Is nothing sacred?

You must not be a regular reader if you have to ask that question. By definition nothing on this site is sacred. As we head into the height of the season, my thoughts are focused on the simple pleasures: a prime parking spot, free shipping, and the abundance of opportunities for snoot.

I love Christmas carols, but even here there is ripe opportunity for snootage. Oscars, Grammys, Tonys all have their place. I give to you the Snarkies.

1. Most Depressing Song: Christmas Shoes

Have you heard this song? It’s awful on so many levels. It’s like that kid’s book about the kid who climbs into his aging mother’s window. Anyway, the song is about a kid trying to buy his dying mother some shoes. Barf. First of all, kid, if she’s on death’s door, what are you doing in a store on Christmas Eve? Secondly, and more practically, what kid knows his mom’s shoe size or taste for that matter? I shudder to think of what Gus or Nate would bring me in my dying hour. Really? Snake-skin peep toe? Where’s the pedicure to make these workable?

2. Creepiest Lyric: “Veiled in flesh, the Godhead see”

Who wrote that, Yoda? I don’t like the word “flesh” and certainly not when paired with “veiled.” It makes me think of “The Raiders of the Lost Ark” and the face-melting Nazi scene. That’s just uncomfortable, and it doesn’t stop. Hark, The Herald Angels Sing goes on for 3 more, increasingly weird verses. And that’s the common version.
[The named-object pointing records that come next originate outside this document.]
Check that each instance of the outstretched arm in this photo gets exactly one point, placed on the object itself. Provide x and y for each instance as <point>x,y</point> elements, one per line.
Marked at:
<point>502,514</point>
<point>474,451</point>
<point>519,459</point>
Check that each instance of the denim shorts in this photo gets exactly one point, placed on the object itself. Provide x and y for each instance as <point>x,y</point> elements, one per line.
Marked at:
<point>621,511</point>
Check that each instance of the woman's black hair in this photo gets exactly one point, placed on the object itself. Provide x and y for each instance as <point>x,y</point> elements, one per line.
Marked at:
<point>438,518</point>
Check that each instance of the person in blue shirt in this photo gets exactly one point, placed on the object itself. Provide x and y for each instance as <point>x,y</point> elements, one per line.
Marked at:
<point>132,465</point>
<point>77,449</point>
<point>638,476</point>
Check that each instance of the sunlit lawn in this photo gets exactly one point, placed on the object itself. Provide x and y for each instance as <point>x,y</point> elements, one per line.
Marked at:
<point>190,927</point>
The original is 10 stanzas of pure freak.

3. Just Stopped Trying: It’s the Most Wonderful Time of the Year

Otherwise a great song, but in the Weird, but Harmless Lyric category, “There’ll be scary ghost stories and tales of the glories of Christmases long, long ago.” Know anyone who tells ghost stories at Christmas? Rhyme fail. Try harder next time.

4. Non Sequitur

I just hereby ban any Beach Boys interpretation of a Christmas song.

5. Most Annoying: The Chipmunk Song (Christmas Don’t Be Late)

Does that even require explanation? Even the parenthetical title is annoying–personifying a date and giving it supernatural powers to suspend time.

6. Wholly Unnecessary

There’s one that pops up on Sirius XM Holiday Traditions now and again called Dominic, the Italian Christmas Donkey. Not in my holiday tradition. Ever. Poor Italy, Jersey Shore and Dominic. The indignity.

7. Best Rhyme: Ding Dong Merrily on High

I just want you to know how deeply I dig for you people. Hidden in the oft neglected second verse:

Let steeple bells be swungen,
And “Io, io, io!”
By priest and people sungen.

Now that’s really working for it.

8. Conscientious Objection: Winter Wonderland

I object to a snowman as a circus clown. I object to clowns in general, and then knocking him down. That’s uncalled for.

9. Best Not Messed With: Brenda Lee’s Rockin’ Around the Christmas Tree

I’m a purist and with each of the best songs, there is a definitive version that should not be refreshed, remastered, re-anything: Bing Crosby’s White Christmas, Eartha Kitt’s Santa Baby, and Andy Williams’ It’s the Most Wonderful Time of the Year for starters. But, nobody can out-Brenda Brenda. Shame on you, Cyndi Lauper!

10. Snootiest: We Wish You a Merry Christmas

Any song that can demand food delivery has got my vote, even if it is Figgy Pudding, whatever that is.